This report, prepared by Hill Strategies Research for the Cultural Human Resources Council, examines the arts, culture and heritage workforce in Canada, based on 45 occupations from the 2001 census. Like the report focusing on artists, this report uses an occupation-based definition of the cultural labour force. However, the CHRC report examines a much broader set of occupations.
The report finds that the three most striking characteristics of the cultural sector labour force are a high level of education, a high rate of self-employment, and relatively low earnings, especially for self-employed artists. The report provides statistics concerning the size of the cultural labour force, the earnings of cultural workers, the size and earnings of the cultural workforce in each province and territory as well as in Canada's 27 Census Metropolitan Areas, detailed demographic breakdowns of the cultural labour force, and trends in the cultural labour force over the last 30 years.
The report identifies 516,000 cultural sector workers, a figure that comprises 3.1% of the total labour force in Canada.
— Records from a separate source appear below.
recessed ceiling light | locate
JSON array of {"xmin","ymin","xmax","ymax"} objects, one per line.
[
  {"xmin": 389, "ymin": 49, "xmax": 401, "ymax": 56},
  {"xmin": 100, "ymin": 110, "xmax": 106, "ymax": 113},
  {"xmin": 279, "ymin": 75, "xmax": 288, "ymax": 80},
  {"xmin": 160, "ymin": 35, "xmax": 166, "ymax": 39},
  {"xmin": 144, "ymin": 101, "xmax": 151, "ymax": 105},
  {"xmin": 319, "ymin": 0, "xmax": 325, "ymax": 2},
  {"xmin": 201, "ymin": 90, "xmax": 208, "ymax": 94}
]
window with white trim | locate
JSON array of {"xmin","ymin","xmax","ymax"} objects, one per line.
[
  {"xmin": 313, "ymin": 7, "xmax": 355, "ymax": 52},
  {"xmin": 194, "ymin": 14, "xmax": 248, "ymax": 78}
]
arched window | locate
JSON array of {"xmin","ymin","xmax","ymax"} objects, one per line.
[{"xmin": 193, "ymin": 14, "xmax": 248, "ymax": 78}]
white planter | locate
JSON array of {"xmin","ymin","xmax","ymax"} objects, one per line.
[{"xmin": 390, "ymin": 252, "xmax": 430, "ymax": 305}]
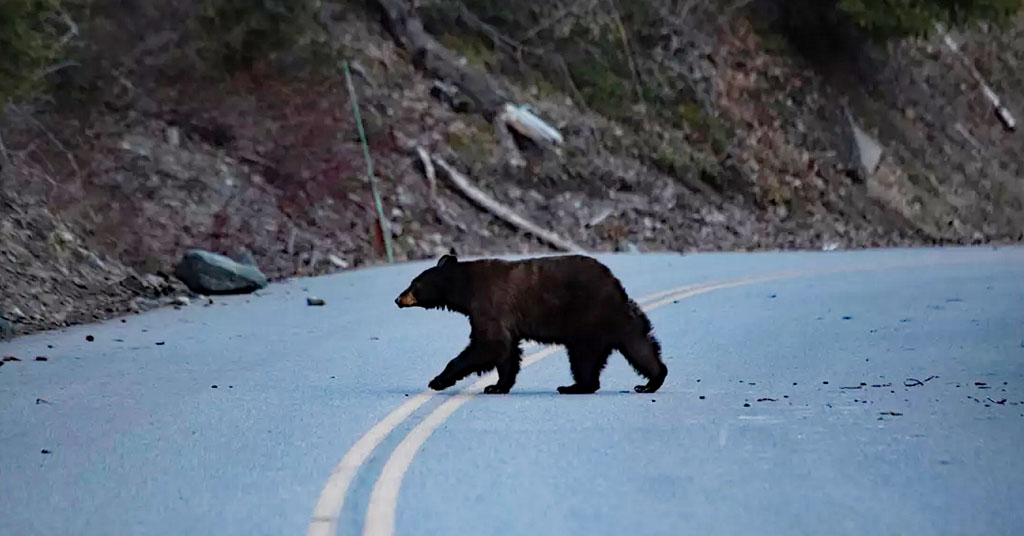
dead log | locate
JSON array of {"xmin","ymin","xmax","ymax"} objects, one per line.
[
  {"xmin": 935, "ymin": 23, "xmax": 1016, "ymax": 132},
  {"xmin": 373, "ymin": 0, "xmax": 509, "ymax": 119},
  {"xmin": 430, "ymin": 154, "xmax": 584, "ymax": 252}
]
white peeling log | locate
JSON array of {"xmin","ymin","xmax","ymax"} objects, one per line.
[
  {"xmin": 499, "ymin": 103, "xmax": 564, "ymax": 145},
  {"xmin": 431, "ymin": 155, "xmax": 584, "ymax": 253},
  {"xmin": 936, "ymin": 23, "xmax": 1016, "ymax": 132}
]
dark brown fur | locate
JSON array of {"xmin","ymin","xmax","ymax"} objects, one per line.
[{"xmin": 395, "ymin": 252, "xmax": 667, "ymax": 394}]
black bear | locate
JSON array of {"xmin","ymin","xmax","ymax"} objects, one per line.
[{"xmin": 394, "ymin": 251, "xmax": 667, "ymax": 394}]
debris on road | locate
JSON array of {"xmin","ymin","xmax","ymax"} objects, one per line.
[
  {"xmin": 3, "ymin": 356, "xmax": 21, "ymax": 362},
  {"xmin": 40, "ymin": 449, "xmax": 51, "ymax": 454},
  {"xmin": 307, "ymin": 297, "xmax": 326, "ymax": 306},
  {"xmin": 34, "ymin": 356, "xmax": 48, "ymax": 361},
  {"xmin": 905, "ymin": 376, "xmax": 937, "ymax": 387},
  {"xmin": 757, "ymin": 398, "xmax": 777, "ymax": 402},
  {"xmin": 35, "ymin": 398, "xmax": 52, "ymax": 405},
  {"xmin": 86, "ymin": 335, "xmax": 94, "ymax": 342}
]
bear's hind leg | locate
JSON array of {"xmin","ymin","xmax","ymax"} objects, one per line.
[
  {"xmin": 557, "ymin": 343, "xmax": 610, "ymax": 394},
  {"xmin": 619, "ymin": 332, "xmax": 668, "ymax": 393},
  {"xmin": 484, "ymin": 343, "xmax": 522, "ymax": 394}
]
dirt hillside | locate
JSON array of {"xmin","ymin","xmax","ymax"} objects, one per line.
[{"xmin": 1, "ymin": 0, "xmax": 1021, "ymax": 338}]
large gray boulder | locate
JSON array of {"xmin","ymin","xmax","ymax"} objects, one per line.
[{"xmin": 173, "ymin": 249, "xmax": 268, "ymax": 295}]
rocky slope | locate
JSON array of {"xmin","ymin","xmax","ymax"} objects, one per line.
[{"xmin": 1, "ymin": 0, "xmax": 1021, "ymax": 339}]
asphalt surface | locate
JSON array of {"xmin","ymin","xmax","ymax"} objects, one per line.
[{"xmin": 2, "ymin": 247, "xmax": 1023, "ymax": 536}]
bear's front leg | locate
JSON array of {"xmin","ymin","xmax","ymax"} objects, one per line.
[
  {"xmin": 428, "ymin": 341, "xmax": 497, "ymax": 391},
  {"xmin": 483, "ymin": 343, "xmax": 522, "ymax": 394},
  {"xmin": 428, "ymin": 374, "xmax": 457, "ymax": 391}
]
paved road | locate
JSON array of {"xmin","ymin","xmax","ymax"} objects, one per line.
[{"xmin": 2, "ymin": 247, "xmax": 1023, "ymax": 536}]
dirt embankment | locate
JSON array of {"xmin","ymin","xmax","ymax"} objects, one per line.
[{"xmin": 1, "ymin": 0, "xmax": 1021, "ymax": 339}]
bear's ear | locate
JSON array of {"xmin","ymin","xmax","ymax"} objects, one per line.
[{"xmin": 437, "ymin": 254, "xmax": 457, "ymax": 268}]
In other words, one in every 32 people in Canada has a cultural occupation. A comparison of the size of the arts labour force (131,000) and the cultural labour force (516,000) shows that artists account for one-quarter of the cultural sector labour force.
Despite high levels of education in the cultural sector, earnings are relatively low (about $30,000), a figure that is 6% lower than average earnings in the overall labour force in Canada ($31,800). Important factors in the relatively low earnings in the cultural sector labour force are the situation of self-employed, female, Aboriginal and visible minority cultural workers.
From 1971 to 2001, the cultural labour force grew by 160%, compared to growth of 81% in the overall labour force. Women have been a driving factor in the growth of the cultural sector labour force, with a quadrupling of the number of female cultural workers between 1971 and 2001.
Both of the reports prepared by Hill Strategies Research contain an examination of the industry sectors where arts and cultural workers are employed. Dancers and musicians are found to frequently work outside the arts and cultural industries: there are almost three times as many dancers in educational services than in the arts, entertainment and recreation industry group. Similarly, there are more musicians and singers working in educational services than in arts, entertainment and recreation.